Juuhachigou estaba tumbada en posición fetal sobre el colchón, tenía los ojos cerrados, pero su hermano habría apostado un millón de zenís a que no dormía, el gesto crispado de las manos retorciendo la almohada la traicionaban. Toda ella parecía tensa.
─Que gusto despertarse para encontrarse tu bonita cara ─habló alto, frente a su nariz, ironizando cada silaba con un canturreo casi infantil. Abrió los ojos de repente, no evidentemente no estaba dormida, ella nunca fue de sueño profundo, suponía que por lo que lo que los sueños contenían, aquello que los unía y separaba a la vez, los recuerdos que compartían y que él se había forzado a dejar de lado. `Ese´ lugar donde prefería `no mirar´.
Para cualquiera, cualquier otro que no la conociera como él, que no hubiera compartido lo que él, pasaría por un despertar de mal humor, pero el jinzo ningen sabía que ella estaba perfectamente despierta, esa mirada totalmente enfocada, sin los brevísimos instantes de ligero aturdimiento que ella mostraba las contadas ocasiones en que lograba conciliar el sueño, significaba otra noche en blanco.
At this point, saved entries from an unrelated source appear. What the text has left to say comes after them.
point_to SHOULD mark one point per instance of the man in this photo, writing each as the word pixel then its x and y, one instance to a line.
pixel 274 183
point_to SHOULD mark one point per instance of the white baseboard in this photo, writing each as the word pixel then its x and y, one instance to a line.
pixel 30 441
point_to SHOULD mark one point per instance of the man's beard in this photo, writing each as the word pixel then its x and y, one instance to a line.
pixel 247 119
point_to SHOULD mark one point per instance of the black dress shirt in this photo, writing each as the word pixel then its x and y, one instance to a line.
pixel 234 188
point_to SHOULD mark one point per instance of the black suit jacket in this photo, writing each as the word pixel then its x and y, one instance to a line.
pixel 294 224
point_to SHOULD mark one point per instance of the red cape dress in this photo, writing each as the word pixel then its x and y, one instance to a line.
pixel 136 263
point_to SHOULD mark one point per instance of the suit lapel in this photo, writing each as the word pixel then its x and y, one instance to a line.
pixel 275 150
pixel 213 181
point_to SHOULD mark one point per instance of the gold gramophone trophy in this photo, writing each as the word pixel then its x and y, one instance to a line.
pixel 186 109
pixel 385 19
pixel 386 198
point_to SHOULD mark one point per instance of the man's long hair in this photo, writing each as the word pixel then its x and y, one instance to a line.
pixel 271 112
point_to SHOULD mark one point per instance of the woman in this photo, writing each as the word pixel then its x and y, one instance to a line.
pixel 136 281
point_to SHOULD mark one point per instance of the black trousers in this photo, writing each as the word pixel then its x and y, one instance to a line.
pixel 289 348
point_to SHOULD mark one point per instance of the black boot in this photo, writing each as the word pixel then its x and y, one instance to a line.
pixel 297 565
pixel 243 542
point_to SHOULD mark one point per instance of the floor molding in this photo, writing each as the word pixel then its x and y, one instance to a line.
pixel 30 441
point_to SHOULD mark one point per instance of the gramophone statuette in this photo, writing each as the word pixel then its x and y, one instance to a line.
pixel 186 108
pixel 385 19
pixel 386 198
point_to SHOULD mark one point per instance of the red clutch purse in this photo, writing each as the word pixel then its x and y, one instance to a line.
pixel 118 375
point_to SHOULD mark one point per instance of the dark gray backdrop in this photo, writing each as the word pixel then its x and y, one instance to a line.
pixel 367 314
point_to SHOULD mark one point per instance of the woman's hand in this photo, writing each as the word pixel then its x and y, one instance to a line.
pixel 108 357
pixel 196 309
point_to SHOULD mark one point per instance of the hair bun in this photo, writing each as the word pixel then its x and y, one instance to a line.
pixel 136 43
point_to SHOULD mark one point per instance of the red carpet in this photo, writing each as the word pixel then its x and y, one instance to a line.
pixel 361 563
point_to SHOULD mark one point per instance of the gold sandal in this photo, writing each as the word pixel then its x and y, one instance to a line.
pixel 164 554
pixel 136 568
─Vete al infierno Juhannagou ─replicó sacando fuerzas le lanzó una bola de energía, Juhannagou la desvió por la ventana abierta─ Oh, vaya ahora si funciona. ─Pensó de viva voz recordando todos los intentos fallidos con su abdomen como diana.
─Con lo cariñosa que eres seguro que te nombran la madre del año ─Juhannagou se asomó por la ventana para ver como él grupo de árboles que habían recibido la `caricia´ de su hermana se habían reducido a un montón de astillas chamuscadas─ Te estas quedando en los huesos. ─comentó mientras escuchaba a su hermana vomitar─ . ¡Ah las delicias de la maternidad! Tu vomitas todo el tiempo y yo tendré un lindo sobrino con el que irme a asaltar campistas.
Juu lo miraba de lado con furia helada, mientras seguía agachada vaciando su estómago. Se lavó la cara y después de `devolverle´ a hermano los `buenos días´, una vez lleno de contusiones, ella cayó en la cuenta, los guerreros Z tras cada combate, se tomaban esas pastillas verdes, las semillas senzu y volvían tan frescos. Si a Krilin le funcionaban a ella también le podrían ayudar.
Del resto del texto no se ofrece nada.